We talked with Lars on Slack, he's gonna reopen https://bugzilla.redhat.com/show_bug.cgi?id=1860190 and attach must-gather there so we can find the cause in his cluster.
Neeraj please read my previous comment on this BZ https://bugzilla.redhat.com/show_bug.cgi?id=1842002#c26 There really shouldn't be any customer bug attached to this BZ. See https://bugzilla.redhat.com/show_bug.cgi?id=1860190#c6 but you are likely hitting https://bugzilla.redhat.com/show_bug.cgi?id=1858498
Verified the bug in the payload below and followed the test steps below to verify 4.6.0-0.nightly-2020-08-07-042746 TestSteps Followed: ======================= 1) Install latest 4.6 cluster 2) on the same master, bring down the local kube-apiserver pod and see if the local KCM fails or keeps working use a master with KCM leader 3) To bring down local kube-apiserver, ssh to the master , mv /etc/kubernetes/manifests/kube-apiserver-pod.yaml /home/kube-apiserver-pod.yaml 4) Terminate it gracefully by running the command "pid=$(ps aux | grep " kube-apiserver " | grep -v grep | awk 'NR==1 {print $2}'); kill $pid" 5) Now keep checking KCM and api-server logs 6) Verify that KCM logs does not show any errors as described in the summary above. When verifying i see that all the other stuff is using the LB but webhook authenticator somehow doesn't have the master name replaced but KCM keeps running and hit the error below, will raise a separate bug for the error seen below. E0807 13:48:12.608278 1 webhook.go:111] Failed to make webhook authenticator request: Post "https://localhost:6443/apis/authentication.k8s.io/v1/tokenreviews": dial tcp [::1]:6443: connect: connection refused E0807 13:48:12.608328 1 authentication.go:53] Unable to authenticate the request due to an error: [invalid bearer token, Post "https://localhost:6443/apis/authentication.k8s.io/v1/tokenreviews": dial tcp [::1]:6443: connect: connection refused] Based on the above moving the bug to verified state.

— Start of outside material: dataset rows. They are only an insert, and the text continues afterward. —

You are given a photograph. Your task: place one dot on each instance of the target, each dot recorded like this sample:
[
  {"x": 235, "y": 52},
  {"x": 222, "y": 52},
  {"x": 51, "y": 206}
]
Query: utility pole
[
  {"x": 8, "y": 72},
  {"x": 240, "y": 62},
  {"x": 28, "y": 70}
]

Aug 10 AWS release jobs still show flakes/failures on this job quite often, showing up on the build-watcher interface: https://prow.ci.openshift.org/view/gcs/origin-ci-test/logs/release-openshift-ocp-installer-e2e-aws-4.6/1292725766252924928 https://prow.ci.openshift.org/view/gcs/origin-ci-test/logs/release-openshift-ocp-installer-e2e-aws-4.6/1292762336389500928 https://prow.ci.openshift.org/view/gcs/origin-ci-test/logs/release-openshift-ocp-installer-e2e-aws-4.6/1292733351848841216 https://prow.ci.openshift.org/view/gcs/origin-ci-test/logs/release-openshift-ocp-installer-e2e-aws-4.6/1292686520171368448 Could you verify if these are related?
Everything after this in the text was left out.